Measuring the flow

An Agile team’s focus on delivering software means that retro meetings are vital in highlighting possible improvements to the delivery process. Retrospectives can take two forms where nearly everyone has an opinion and it results in lots of potential ideas and action points for the next week. On the other hand they become very mountainous and uninspiring. The net result is despite changes in process it is difficult to put your finger on the improvements made.
Just like any self respecting marketing guru wouldn’t dare claim to have been a success without the sales figures to back it up, the improvements or lack thereof to an Agile team should be measured in a similar quantifiable manner.

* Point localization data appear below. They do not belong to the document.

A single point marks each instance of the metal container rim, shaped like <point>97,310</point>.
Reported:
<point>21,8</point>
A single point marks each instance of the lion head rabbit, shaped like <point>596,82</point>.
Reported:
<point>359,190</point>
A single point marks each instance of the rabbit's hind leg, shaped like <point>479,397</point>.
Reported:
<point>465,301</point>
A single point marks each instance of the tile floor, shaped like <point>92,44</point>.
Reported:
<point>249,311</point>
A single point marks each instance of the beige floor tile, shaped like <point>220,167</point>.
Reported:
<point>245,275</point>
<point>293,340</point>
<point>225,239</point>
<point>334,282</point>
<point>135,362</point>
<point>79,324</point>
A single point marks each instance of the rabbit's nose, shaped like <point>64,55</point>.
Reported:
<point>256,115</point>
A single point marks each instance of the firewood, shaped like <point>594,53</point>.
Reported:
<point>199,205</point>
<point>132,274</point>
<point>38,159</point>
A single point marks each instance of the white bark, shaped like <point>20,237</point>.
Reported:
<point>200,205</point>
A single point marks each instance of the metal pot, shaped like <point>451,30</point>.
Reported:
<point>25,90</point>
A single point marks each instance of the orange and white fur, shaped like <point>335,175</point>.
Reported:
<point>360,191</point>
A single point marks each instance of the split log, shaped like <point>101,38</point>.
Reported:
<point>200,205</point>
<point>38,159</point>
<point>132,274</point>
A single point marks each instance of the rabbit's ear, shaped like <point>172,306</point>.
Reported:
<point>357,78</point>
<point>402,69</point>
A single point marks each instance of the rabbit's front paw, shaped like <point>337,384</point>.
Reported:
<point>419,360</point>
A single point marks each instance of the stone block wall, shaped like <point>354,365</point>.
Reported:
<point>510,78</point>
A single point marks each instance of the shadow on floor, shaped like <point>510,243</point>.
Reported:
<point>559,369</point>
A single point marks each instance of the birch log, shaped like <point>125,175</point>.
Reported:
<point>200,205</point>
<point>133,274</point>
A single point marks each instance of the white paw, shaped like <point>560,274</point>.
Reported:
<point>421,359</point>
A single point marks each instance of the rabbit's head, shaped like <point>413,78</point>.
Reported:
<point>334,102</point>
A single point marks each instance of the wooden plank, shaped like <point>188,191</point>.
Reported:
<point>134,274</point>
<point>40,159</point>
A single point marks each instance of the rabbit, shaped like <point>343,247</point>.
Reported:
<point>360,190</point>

Cumulative flow diagrams are probably the best way to measure deliver-ability of an Agile team , visualising your cycle time gives clear indications of bottle necks and the like. Cumulative flow can also highlight if particular stories (work items) are taking a lot longer to complete than they should. This will of course initially raise more questions than answers as to why. However through tweaking not only the development and testing of items but also their planning and scope real improvements to delivery can be made.

There are many great resources for Kanban, Scrum and the use of Cumulative flow on the internet. The key thing to remember is to always measure in quantifiable terms no matter how you do it. Like anything in life stubbornly sticking to the old way of doing things is just as dangerous as changing process haphazardly just for the sake of it.